The Australian Labor Party have announced their negative gearing and capital gains tax changes will come into effect on 1 January 2020, if elected.
Real Estate Institute of Australia (REIA) President Adrian Kelly said REIA remained concerned about the impact the policy would have on Australia’s housing markets, buyers, renters and economic activity.
“This concern is magnified in the current market.
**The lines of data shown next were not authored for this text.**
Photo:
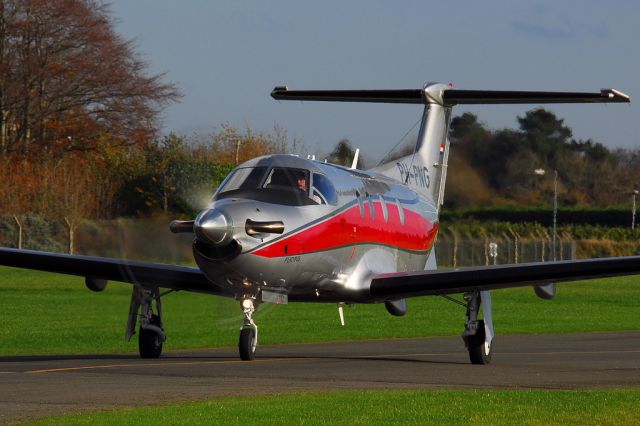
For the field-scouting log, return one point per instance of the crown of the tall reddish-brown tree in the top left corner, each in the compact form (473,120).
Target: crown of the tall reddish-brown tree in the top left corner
(66,79)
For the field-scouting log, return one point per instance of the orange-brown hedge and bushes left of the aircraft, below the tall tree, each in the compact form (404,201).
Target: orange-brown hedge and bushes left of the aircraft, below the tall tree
(174,175)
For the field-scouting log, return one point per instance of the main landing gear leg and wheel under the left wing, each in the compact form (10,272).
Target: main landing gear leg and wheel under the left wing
(151,334)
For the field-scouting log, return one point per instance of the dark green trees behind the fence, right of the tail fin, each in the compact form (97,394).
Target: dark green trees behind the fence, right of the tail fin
(498,167)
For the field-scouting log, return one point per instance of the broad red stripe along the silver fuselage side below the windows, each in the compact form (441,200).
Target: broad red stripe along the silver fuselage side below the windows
(349,227)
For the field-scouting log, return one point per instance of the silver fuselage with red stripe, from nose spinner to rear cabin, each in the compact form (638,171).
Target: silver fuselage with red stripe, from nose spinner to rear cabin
(311,230)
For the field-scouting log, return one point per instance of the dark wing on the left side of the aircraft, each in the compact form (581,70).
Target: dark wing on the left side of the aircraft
(147,274)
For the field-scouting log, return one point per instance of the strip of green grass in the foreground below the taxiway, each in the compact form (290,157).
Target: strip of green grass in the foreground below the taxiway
(387,407)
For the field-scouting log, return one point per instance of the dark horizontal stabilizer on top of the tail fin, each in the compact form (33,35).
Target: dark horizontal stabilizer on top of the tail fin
(442,94)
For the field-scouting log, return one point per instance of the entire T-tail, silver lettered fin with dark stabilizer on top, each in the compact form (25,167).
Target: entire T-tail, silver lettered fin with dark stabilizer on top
(425,170)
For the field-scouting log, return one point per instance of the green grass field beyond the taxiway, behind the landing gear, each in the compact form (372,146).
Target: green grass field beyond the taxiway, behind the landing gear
(43,313)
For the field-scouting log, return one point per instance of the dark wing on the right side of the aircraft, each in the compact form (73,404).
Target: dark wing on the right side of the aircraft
(449,281)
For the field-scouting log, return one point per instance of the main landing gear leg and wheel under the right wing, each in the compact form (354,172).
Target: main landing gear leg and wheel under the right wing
(478,334)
There is almost truckloads of analysis and reports showing the adverse impacts of the policy on mum and dad investors, home owners, renters, the construction industry, state governments and the economy.
“The latest was last week when SQM Research showed that house prices would drop between five per cent to 12 per cent on a weighted average for the capital cities for 2020 to 2022 over and above any other falls being experienced, while rents are expected to increase by between eight per cent and 15 per cent on a weighted average for the capital cities for 2020 to 2022,” Mr Kelly said.
The SQM Research report also showed housing construction activity will fall by 25 per cent to 30 per cent from 2019 levels, which; will have employment and GDP impacts; property sales turnover is forecast to fall by a further 12 per cent to 15 per cent, resulting in; a drop in state stamp duty revenue of approximately $2.3 billion.
“For first home buyers, who according to Labor, should see improved housing affordability by a ‘levelling of the playing field’ will now face a faltering economy, lower employment prospects, the possibility of higher interest rates under a Labor Government and higher rents whilst they save for a deposit,” Mr Kelly said.